JAC Antimicrob Resist. 2020 Sep 30;2(3):dlaa068. doi: 10.1093/jacamr/dlaa068. eCollection 2020 Sep.
BACKGROUND: Understanding social and scientific drivers of antibiotic resistance is critical to help preserve antibiotic efficacy. These drivers include exposure to subinhibitory antibiotic concentrations in the environment and clinic.
OBJECTIVES: To summarize and quantify the relationship between subinhibitory fluoroquinolone exposure and antibiotic resistance and mutagenesis to better understand resistance patterns and mechanisms.
METHODS: Following PRISMA guidelines, PubMed, Web of Science and Embase were searched for primary in vitro experimental studies on subinhibitory fluoroquinolone exposure and bacterial antibiotic resistance and mutagenesis, from earliest available dates through to 2018 without language limitation. A specifically developed non-weighted tool was used to assess risk of bias.
RESULTS: Evidence from 62 eligible studies showed that subinhibitory fluoroquinolone exposure results in increased resistance to the selecting fluoroquinolone. Most increases in MIC were low (median minimum of 3.7-fold and median maximum of 32-fold) and may not be considered clinically relevant. Mechanistically, resistance is partly explained by target mutations but also changes in drug efflux. Collaterally, resistance to other fluoroquinolones and unrelated antibiotic classes also develops. The mean ± SD quality score for all studies was 2.6 ± 1.8 with a range of 0 (highest score) to 7 (lowest score).

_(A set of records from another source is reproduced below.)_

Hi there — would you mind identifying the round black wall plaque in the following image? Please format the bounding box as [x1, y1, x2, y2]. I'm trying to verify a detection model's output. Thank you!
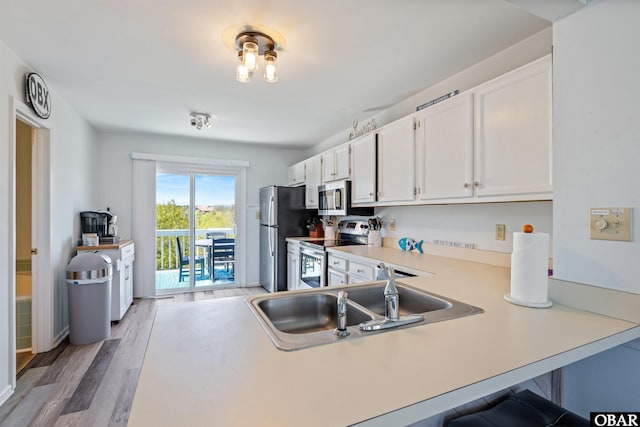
[25, 72, 51, 119]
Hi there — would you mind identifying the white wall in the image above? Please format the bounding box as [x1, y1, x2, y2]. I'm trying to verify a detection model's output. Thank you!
[552, 0, 640, 417]
[378, 202, 552, 253]
[0, 39, 97, 403]
[553, 0, 640, 294]
[95, 132, 305, 286]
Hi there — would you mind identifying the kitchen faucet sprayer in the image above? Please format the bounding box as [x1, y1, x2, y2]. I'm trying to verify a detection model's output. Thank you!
[334, 291, 350, 337]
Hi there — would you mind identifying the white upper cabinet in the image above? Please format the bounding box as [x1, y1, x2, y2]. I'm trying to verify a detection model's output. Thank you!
[473, 55, 552, 198]
[376, 116, 416, 203]
[305, 154, 322, 208]
[288, 161, 305, 187]
[289, 56, 552, 207]
[350, 133, 377, 204]
[415, 92, 474, 201]
[322, 142, 351, 182]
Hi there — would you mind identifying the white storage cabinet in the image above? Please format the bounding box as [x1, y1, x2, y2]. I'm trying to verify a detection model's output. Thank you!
[305, 155, 322, 208]
[321, 142, 351, 183]
[326, 252, 377, 285]
[288, 161, 306, 187]
[350, 133, 377, 204]
[77, 241, 134, 322]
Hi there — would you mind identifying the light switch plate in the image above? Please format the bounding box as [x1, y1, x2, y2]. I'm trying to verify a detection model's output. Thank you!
[389, 218, 396, 231]
[589, 207, 632, 241]
[495, 224, 506, 241]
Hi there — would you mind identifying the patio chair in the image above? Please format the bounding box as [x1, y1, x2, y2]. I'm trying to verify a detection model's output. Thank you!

CONCLUSIONS: Low and moderate levels of resistance and efflux changes can create an opportunity for higher-level resistance or MDR. Future studies, to elucidate the genetic regulation of specific resistance mechanisms, and increased policies, including surveillance of low-level resistance changes or genomic surveillance of efflux pump genes and regulators, could serve as a predictor of MDR development.